Nearly half of Millennials are anxious about debt, according to a TD Ameritrade study. That is not too surprising since many young adults are entering the workforce with a big financial obligation: student loans. Indeed, the amount of outstanding education debt in America has climbed to over $1.5 trillion this year, 146 percent higher compared to a decade earlier. Rising enrollments and a larger share of students borrowing to pay for college help explain the rapid increase in student loans, as well as why Millennials are more likely to have outstanding education debt than older generations.
It is generally accepted that the long run payoff from a college education can make the investment more than worth it, but in the years immediately following graduation a large debt load (averaging almost $40,000 for recent graduates) can not only create anxiety for Millennials but also hinder their ability to adequately prepare for their financial future. The earlier-mentioned TD Ameritrade study, for instance, found that two-thirds of surveyed Gen-Y adults are not setting any money aside for retirement because they simply cannot afford to do so. Further, nearly four in ten (39 percent) Millennial respondents said that they are paying off student loans with a median monthly payment of $200, money that could otherwise be contributed to a tax-advantaged savings vehicle like a 401(k).

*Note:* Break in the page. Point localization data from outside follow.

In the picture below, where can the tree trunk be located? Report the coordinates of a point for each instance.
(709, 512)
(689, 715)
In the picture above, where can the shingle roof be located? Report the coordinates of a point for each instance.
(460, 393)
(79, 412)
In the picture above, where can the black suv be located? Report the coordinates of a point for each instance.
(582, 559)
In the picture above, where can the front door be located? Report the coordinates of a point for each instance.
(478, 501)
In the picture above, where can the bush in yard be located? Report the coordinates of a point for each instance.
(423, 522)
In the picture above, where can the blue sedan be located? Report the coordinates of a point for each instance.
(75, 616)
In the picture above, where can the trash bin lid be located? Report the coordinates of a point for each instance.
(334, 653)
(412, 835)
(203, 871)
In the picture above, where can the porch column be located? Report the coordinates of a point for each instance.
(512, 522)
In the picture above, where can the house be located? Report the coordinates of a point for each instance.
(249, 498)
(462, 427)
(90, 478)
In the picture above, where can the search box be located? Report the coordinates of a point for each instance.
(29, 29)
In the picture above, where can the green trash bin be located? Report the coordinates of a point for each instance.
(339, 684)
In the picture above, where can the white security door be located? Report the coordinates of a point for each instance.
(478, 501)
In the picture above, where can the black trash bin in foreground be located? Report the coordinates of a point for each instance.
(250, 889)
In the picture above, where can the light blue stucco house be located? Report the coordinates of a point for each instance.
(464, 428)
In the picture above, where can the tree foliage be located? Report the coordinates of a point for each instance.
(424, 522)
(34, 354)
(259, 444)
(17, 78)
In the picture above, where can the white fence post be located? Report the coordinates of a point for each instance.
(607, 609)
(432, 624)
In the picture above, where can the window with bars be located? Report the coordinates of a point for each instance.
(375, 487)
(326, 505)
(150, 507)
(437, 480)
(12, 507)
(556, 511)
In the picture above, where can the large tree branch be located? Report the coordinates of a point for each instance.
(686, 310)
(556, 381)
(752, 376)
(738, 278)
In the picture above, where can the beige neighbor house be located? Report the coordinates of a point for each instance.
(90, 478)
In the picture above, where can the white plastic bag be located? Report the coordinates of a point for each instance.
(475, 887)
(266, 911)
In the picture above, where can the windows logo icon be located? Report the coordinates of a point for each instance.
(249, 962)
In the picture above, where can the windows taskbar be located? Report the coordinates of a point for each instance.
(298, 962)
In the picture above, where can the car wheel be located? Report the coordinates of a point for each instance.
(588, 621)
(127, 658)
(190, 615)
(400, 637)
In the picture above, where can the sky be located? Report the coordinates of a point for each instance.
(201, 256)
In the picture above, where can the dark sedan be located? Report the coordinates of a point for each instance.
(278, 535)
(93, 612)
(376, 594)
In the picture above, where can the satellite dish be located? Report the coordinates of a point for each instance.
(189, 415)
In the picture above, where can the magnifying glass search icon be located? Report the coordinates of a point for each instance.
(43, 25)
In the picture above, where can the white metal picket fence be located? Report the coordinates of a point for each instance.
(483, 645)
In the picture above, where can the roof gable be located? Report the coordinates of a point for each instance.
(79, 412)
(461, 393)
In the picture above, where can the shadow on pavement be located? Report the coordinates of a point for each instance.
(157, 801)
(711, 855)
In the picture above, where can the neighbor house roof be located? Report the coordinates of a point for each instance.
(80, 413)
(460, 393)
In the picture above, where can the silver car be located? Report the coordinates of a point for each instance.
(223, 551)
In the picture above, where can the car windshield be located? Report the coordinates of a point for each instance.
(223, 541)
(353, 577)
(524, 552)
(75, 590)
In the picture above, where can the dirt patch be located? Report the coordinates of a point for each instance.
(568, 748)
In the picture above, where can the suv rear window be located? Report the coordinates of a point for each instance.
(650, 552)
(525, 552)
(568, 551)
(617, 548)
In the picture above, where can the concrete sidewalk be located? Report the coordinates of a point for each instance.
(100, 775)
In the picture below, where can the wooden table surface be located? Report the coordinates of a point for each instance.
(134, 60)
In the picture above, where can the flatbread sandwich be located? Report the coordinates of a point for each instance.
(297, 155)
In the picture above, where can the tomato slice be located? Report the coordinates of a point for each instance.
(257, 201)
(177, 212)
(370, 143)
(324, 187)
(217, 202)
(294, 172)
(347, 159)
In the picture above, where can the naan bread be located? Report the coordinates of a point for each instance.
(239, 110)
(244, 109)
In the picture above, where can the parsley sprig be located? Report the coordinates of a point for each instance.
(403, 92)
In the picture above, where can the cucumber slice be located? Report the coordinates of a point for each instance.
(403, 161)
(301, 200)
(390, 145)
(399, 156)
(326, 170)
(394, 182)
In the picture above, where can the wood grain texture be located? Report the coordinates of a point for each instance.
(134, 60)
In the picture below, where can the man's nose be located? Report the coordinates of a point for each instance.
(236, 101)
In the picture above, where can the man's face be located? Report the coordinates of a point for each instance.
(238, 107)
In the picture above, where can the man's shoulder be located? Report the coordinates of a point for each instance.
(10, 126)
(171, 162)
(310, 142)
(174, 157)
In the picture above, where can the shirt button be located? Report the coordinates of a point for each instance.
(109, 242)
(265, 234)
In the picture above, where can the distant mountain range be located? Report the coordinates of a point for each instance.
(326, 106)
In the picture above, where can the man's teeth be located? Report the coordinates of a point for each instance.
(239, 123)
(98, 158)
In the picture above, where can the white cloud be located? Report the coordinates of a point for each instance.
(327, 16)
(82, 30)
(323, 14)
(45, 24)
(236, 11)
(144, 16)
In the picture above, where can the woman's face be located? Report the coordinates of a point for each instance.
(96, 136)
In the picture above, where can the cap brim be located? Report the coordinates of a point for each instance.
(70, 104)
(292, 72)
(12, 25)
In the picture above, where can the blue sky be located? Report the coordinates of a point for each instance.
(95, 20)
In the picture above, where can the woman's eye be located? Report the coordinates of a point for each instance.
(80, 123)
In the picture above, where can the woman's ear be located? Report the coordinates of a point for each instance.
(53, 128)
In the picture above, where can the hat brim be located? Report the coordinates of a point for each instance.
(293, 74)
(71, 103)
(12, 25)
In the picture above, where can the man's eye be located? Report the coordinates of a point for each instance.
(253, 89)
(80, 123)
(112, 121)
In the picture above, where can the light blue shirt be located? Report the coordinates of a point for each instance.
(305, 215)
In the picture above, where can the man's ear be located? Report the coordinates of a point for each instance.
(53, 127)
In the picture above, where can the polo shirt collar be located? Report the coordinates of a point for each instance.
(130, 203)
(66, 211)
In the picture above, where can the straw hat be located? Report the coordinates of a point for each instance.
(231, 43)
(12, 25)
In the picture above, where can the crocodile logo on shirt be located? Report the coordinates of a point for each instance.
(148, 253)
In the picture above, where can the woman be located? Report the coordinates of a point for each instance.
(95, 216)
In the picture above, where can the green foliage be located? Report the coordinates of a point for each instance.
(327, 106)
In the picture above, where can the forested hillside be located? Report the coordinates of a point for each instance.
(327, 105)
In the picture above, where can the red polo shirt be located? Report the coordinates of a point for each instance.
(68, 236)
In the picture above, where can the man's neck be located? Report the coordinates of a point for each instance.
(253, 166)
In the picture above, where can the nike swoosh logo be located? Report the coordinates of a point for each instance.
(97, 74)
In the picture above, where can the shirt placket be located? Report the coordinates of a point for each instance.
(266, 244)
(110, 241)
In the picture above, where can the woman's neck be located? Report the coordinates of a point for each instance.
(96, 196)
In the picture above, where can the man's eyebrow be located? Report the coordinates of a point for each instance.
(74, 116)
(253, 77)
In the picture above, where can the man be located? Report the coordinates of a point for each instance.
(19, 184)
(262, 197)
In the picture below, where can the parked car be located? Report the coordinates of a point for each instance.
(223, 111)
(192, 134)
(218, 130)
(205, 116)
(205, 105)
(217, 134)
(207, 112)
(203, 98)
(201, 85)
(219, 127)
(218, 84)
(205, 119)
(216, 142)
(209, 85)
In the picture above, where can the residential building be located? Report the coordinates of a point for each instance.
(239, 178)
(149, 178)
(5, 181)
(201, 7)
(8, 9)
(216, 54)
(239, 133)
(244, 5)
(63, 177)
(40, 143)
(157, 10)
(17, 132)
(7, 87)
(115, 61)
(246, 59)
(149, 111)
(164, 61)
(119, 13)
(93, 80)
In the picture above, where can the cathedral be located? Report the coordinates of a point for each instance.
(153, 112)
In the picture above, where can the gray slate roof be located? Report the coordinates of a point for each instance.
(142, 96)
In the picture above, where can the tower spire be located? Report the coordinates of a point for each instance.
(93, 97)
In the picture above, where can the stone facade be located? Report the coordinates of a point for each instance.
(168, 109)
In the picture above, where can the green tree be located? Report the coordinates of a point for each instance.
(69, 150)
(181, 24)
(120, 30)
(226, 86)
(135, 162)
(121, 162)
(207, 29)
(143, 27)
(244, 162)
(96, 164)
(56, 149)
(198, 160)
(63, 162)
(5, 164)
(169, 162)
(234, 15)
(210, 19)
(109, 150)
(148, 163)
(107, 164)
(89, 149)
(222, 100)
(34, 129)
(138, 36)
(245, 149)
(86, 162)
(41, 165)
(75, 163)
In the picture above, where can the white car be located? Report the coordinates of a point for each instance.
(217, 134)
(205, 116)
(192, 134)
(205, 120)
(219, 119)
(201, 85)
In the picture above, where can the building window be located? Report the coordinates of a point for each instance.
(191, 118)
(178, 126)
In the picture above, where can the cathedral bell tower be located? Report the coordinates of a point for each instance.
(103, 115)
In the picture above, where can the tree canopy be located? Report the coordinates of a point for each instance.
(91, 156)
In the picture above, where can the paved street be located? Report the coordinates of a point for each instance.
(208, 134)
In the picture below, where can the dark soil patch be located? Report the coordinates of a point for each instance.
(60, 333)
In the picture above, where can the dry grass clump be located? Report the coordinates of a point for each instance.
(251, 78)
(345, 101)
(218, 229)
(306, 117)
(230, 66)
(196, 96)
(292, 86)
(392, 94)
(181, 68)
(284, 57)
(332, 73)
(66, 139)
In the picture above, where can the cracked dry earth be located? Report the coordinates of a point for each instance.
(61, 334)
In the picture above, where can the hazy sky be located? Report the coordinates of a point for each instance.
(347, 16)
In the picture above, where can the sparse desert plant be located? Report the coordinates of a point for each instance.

Fortunately, many Millennials appear both willing and eager to save because almost three-quarters (73 percent) of surveyed young adults said that if given $100 per week, they would rather put the money toward paying down debt and saving than discretionary spending. Sixty-seven percent of Gen-Y respondents also said that they enjoy setting aside money, and 80 percent equated the act of saving with financial security, something which 68 percent of Millennials described as being “very important.” However, not all young adults are so prudent, and many will need a bit of a “nudge” to help kick start their retirement saving. Automatic enrollment into an employer-sponsored 401(k) plan and the automatic escalation of participants’ contributions have together been proven to be very successful in this arena.
Around eight in ten Millennials surveyed by Transamerica said that they find such automatic retirement plan features appealing. On a broader scale, a poll conducted by American Century Investments found that workers of all ages overwhelmingly support automatic features, with 75 percent of respondents saying that they believe auto-enrollment at a default contribution rate of 6 percent is something their employer should do. Sixty percent of surveyed workers also said that they support a retroactive implementation of auto-enrollment, and 80 percent signaled an interest in periodic, incremental increases to their contribution rate. Moreover, eight out of ten respondents said that they want at least a “slight nudge” from their employers in helping to save and invest for retirement, and another 80 percent said that they support re-enrollment into target-date funds.